Chapel, Bennettsbridge, Co. Kilkenny

Beneath the surface of the River Nore, a few metres south of the present bridge at Bennettsbridge, lies the ghost of a medieval structure that combined two functions rarely found together: a place of worship and a fortified crossing point.

A chapel dedicated to the Blessed Virgin once stood on a bridge spanning this stretch of the Nore, and for several decades in the late fourteenth and early fifteenth centuries it was significant enough to appear repeatedly in royal records, administered by named guardians and granted by kings.

The bridge was already known as St Benet's or Benedict's Bridge by 1384, when the Patent Rolls of Richard II record a parson, one John Horley, attached to what is described as a free chapel, a term for a chapel exempt from the jurisdiction of the local parish and answerable directly to its patron or the Crown. By 1393, the guardianship had passed to a clerk named John de Miditoun, who that January was granted permission to absent himself in England for five years while continuing to draw the chapel's income. Later the same year, he successfully petitioned for the construction of a stone tower on the bridge adjoining the chapel, on the grounds that the crossing had long been exploited by what the petition calls "Irish enemies" and "English malefactors" passing back and forth to cause harm to the King's subjects in the area. The tower was evidently already partly built by the time of the petition, begun by Miditoun and his predecessor. In November 1419, Henry V granted the chapel, described as vacant and in the King's gift, to a chaplain named John Lydington. After that date, the historical record goes silent on the subject.

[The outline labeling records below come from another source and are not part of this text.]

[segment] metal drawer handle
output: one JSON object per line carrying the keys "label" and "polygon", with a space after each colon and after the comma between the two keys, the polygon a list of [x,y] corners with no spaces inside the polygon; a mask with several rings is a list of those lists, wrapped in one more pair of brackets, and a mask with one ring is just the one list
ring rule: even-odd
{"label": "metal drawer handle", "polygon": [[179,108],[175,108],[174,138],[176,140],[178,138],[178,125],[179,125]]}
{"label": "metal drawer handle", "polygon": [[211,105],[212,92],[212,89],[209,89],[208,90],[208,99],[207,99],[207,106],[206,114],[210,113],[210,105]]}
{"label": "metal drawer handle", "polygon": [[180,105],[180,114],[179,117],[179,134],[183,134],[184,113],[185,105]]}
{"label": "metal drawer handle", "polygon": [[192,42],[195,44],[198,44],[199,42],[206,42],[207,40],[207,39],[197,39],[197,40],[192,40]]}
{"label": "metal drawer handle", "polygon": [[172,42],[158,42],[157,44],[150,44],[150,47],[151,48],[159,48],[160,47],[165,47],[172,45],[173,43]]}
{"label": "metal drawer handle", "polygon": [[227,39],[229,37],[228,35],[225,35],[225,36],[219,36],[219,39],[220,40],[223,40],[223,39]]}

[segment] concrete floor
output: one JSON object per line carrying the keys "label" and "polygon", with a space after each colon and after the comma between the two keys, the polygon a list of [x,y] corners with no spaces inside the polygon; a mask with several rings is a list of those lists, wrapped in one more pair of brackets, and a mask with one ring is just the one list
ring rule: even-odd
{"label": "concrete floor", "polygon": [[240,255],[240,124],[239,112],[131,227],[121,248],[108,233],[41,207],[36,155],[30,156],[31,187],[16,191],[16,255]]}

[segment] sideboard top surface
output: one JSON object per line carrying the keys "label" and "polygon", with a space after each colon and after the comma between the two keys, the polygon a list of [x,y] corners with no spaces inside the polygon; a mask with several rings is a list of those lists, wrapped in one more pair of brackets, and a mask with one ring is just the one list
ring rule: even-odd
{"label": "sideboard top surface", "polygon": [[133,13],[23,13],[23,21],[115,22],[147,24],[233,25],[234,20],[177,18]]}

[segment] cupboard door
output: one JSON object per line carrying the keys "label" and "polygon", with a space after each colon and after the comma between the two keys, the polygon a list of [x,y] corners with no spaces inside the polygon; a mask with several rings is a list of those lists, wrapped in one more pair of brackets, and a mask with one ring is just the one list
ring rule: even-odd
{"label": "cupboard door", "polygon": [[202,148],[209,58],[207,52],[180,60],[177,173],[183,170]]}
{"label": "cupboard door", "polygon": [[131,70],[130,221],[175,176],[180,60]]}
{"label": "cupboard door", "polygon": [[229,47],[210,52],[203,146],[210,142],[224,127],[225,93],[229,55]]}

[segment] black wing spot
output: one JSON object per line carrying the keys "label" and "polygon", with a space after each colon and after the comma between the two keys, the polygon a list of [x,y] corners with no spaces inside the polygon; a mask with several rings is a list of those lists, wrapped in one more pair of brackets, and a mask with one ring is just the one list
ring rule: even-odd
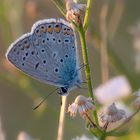
{"label": "black wing spot", "polygon": [[26,57],[23,57],[23,61],[25,61]]}
{"label": "black wing spot", "polygon": [[18,44],[18,47],[21,47],[21,44]]}
{"label": "black wing spot", "polygon": [[25,55],[28,56],[28,53],[26,53]]}
{"label": "black wing spot", "polygon": [[37,63],[37,64],[35,65],[35,69],[37,69],[37,68],[38,68],[38,66],[39,66],[39,63]]}
{"label": "black wing spot", "polygon": [[63,62],[64,60],[63,59],[60,59],[60,62]]}
{"label": "black wing spot", "polygon": [[55,69],[55,72],[58,72],[58,68]]}
{"label": "black wing spot", "polygon": [[56,53],[53,53],[53,57],[56,57]]}
{"label": "black wing spot", "polygon": [[13,50],[13,51],[14,51],[14,52],[16,52],[16,50],[17,50],[17,49],[16,49],[16,48],[14,48],[14,50]]}
{"label": "black wing spot", "polygon": [[44,53],[44,52],[45,52],[45,50],[44,50],[44,49],[42,49],[42,50],[41,50],[41,52],[42,52],[42,53]]}
{"label": "black wing spot", "polygon": [[46,40],[42,39],[42,44],[45,45],[45,43],[46,43]]}
{"label": "black wing spot", "polygon": [[46,64],[46,60],[43,60],[43,63]]}
{"label": "black wing spot", "polygon": [[66,54],[65,57],[68,58],[68,55]]}
{"label": "black wing spot", "polygon": [[69,39],[65,39],[65,43],[69,43],[70,42],[70,40]]}
{"label": "black wing spot", "polygon": [[32,52],[31,52],[31,55],[34,55],[34,53],[35,53],[35,52],[34,52],[34,51],[32,51]]}

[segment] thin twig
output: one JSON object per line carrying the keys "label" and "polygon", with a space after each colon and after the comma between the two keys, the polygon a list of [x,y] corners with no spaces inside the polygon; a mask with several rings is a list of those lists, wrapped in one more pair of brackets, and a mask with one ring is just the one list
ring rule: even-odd
{"label": "thin twig", "polygon": [[105,0],[100,14],[100,32],[101,32],[101,68],[102,82],[105,83],[109,77],[108,54],[107,54],[107,25],[106,17],[108,13],[109,0]]}
{"label": "thin twig", "polygon": [[67,97],[62,96],[62,106],[61,106],[61,110],[60,110],[57,140],[63,140],[66,102],[67,102]]}

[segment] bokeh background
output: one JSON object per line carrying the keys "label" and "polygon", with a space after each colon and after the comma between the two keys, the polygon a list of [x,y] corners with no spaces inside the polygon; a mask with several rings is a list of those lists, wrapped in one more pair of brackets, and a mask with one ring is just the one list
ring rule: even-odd
{"label": "bokeh background", "polygon": [[[94,88],[103,82],[100,13],[104,2],[94,0],[86,37]],[[108,0],[107,3],[108,78],[123,74],[132,91],[135,91],[140,87],[140,1]],[[30,31],[35,21],[58,17],[64,18],[50,0],[0,0],[0,140],[16,140],[21,132],[39,140],[55,140],[57,137],[59,96],[53,94],[38,110],[32,110],[55,87],[40,83],[18,71],[7,62],[5,52],[16,38]],[[79,53],[80,49],[79,45]],[[85,89],[72,91],[67,104],[78,94],[86,96],[86,93]],[[129,98],[125,99],[125,103],[130,105]],[[131,132],[128,135],[115,139],[139,140],[139,115],[129,127]],[[66,114],[63,131],[64,140],[83,134],[92,137],[80,116],[72,119]]]}

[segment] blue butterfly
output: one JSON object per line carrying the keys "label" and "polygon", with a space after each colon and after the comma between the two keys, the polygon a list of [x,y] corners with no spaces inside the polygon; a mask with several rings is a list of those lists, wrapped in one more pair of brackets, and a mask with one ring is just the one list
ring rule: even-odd
{"label": "blue butterfly", "polygon": [[30,33],[11,44],[6,57],[31,77],[59,87],[60,95],[82,84],[76,37],[63,19],[36,22]]}

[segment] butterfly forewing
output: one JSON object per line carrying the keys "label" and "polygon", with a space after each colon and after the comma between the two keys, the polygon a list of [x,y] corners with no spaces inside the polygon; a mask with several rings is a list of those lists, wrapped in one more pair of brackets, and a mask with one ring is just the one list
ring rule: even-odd
{"label": "butterfly forewing", "polygon": [[62,20],[42,20],[31,33],[15,41],[8,60],[26,74],[42,82],[66,86],[77,72],[75,36]]}

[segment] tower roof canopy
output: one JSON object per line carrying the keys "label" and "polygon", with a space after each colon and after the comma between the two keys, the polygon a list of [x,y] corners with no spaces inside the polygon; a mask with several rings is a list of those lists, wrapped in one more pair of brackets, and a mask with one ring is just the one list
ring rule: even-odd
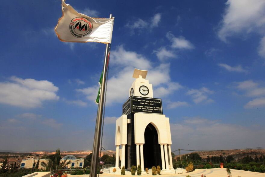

By 1743, a traveller passing through noted the present stone bridge and remarked on the ruins of an older one visible a few yards downstream, describing it as having had "a small castle at ye end of it to defend the passage." That ruined structure, now long gone, was almost certainly the medieval bridge where the chapel and its tower once stood. The present crossing replaced it at some point before that mid-eighteenth-century account, leaving the original site submerged or eroded away in the river to the south.